É bastante incomum assistirmos o desenvolvimento de um talento para o futebol brasileiro nas chamadas “escolinhas de futebol”. Sem pretender desrespeitar as exceções que, certamente, existem, não há ambiente para desenvolver habilidades diferenciadas em futebol nessas escolinhas. Também não é muito frequente o desenvolvimento de talentos nas equipes de base dos clubes profissionais de futebol. Os meninos e meninas chegam a essas equipes, vindos dos mais diversos recantos do Brasil, cheios de habilidades, mas elas raramente crescem no ritmo que vinham crescendo em seus recantos, nas ruas onde aprenderam a jogar bola. Geralmente, só sobrevivem ao tempo consumido na base os excepcionais.

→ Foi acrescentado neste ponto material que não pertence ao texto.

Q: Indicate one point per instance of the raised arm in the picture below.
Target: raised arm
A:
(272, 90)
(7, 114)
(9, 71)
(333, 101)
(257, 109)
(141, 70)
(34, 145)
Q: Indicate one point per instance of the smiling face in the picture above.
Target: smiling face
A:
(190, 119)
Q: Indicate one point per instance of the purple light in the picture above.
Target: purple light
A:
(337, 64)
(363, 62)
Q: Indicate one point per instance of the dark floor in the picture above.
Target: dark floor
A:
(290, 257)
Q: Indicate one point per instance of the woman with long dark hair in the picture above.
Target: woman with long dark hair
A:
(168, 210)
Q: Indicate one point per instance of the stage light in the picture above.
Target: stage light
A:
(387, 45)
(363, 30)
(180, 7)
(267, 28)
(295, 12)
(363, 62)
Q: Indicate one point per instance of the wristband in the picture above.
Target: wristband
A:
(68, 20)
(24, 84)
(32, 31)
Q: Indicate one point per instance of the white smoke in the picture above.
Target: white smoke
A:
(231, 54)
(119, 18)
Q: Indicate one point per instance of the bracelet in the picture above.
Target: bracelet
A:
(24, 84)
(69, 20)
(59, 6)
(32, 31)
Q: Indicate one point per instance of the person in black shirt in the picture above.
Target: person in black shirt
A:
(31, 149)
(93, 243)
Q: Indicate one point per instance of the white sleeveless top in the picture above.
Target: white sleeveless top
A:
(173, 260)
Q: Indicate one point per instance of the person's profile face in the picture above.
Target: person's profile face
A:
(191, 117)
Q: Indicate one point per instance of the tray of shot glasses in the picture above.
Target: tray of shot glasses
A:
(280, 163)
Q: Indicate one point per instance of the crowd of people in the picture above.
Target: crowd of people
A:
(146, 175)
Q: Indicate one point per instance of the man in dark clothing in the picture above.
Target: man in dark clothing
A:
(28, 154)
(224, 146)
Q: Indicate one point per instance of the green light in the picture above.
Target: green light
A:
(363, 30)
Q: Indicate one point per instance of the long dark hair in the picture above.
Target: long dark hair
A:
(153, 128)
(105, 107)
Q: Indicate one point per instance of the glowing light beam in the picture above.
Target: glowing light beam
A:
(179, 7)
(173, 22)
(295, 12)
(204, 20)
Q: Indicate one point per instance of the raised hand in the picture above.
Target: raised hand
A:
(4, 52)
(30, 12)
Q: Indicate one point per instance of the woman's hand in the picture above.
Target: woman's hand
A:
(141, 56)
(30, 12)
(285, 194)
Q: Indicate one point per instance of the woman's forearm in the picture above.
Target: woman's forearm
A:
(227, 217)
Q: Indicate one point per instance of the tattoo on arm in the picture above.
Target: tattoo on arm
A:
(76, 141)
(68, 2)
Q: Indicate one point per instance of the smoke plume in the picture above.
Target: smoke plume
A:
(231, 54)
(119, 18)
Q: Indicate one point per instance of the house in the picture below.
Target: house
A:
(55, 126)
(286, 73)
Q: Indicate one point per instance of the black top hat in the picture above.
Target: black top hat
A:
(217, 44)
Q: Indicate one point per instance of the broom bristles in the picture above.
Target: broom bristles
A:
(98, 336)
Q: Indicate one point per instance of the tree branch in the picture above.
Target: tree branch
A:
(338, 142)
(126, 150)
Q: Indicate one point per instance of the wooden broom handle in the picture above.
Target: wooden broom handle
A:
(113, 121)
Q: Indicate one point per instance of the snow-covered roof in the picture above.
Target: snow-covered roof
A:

O futebol é, basicamente, um esporte de transgressões. Ele começa por ser uma espécie de transgressão biológica; somos animais bípedes, evoluímos para nos apoiarmos sobre os pés e manipular as coisas com as mãos. No futebol, ao contrário, manipulamos a bola com os pés. Os pés são as mãos dos jogadores de futebol. Além disso, enquanto os demais esportes com bolas as fazem transitar acima da linha de cintura, próximas à cabeça, no futebol a bola transita ao rés do chão, bem distante da cabeça. A maioria dos esportes exige paramentos especiais para serem praticados. No futebol pode-se jogar quase nu e descalço. Raramente se vê um esporte sendo praticado sem equipamentos e locais específicos. O futebol pode ser jogado em qualquer lugar, com ou sem grama, com terra ou areia, na lama, quase dentro da água, com chuva ou com sol, de dia ou de noite, com traves ou sem traves. No basquetebol, por exemplo, quando o árbitro marca uma falta, imediatamente todos se posicionam para aguardar a cobrança, sem discussões, e com raras exceções. No futebol não há marcação de falta indiscutível, todas as regras são relativas. É o único esporte em que falta pode não ser falta e não falta pode ser falta. O único esporte em que falta fora da área é uma coisa e falta dentro da área é outra. Por enquanto há nove pessoas encarregadas de fiscalizar as regras em cada jogo e, no futuro, talvez haja mais pessoas e equipamentos para isso.

Creio que não há erro maior no futebol que insistir em domesticar um esporte que é, naturalmente, transgressor. Queremos que os jogadores se comportem como se estivessem cumprindo rotinas cartoriais em um esporte que se mostra, desde suas raízes, avesso aos padrões estabelecidos.  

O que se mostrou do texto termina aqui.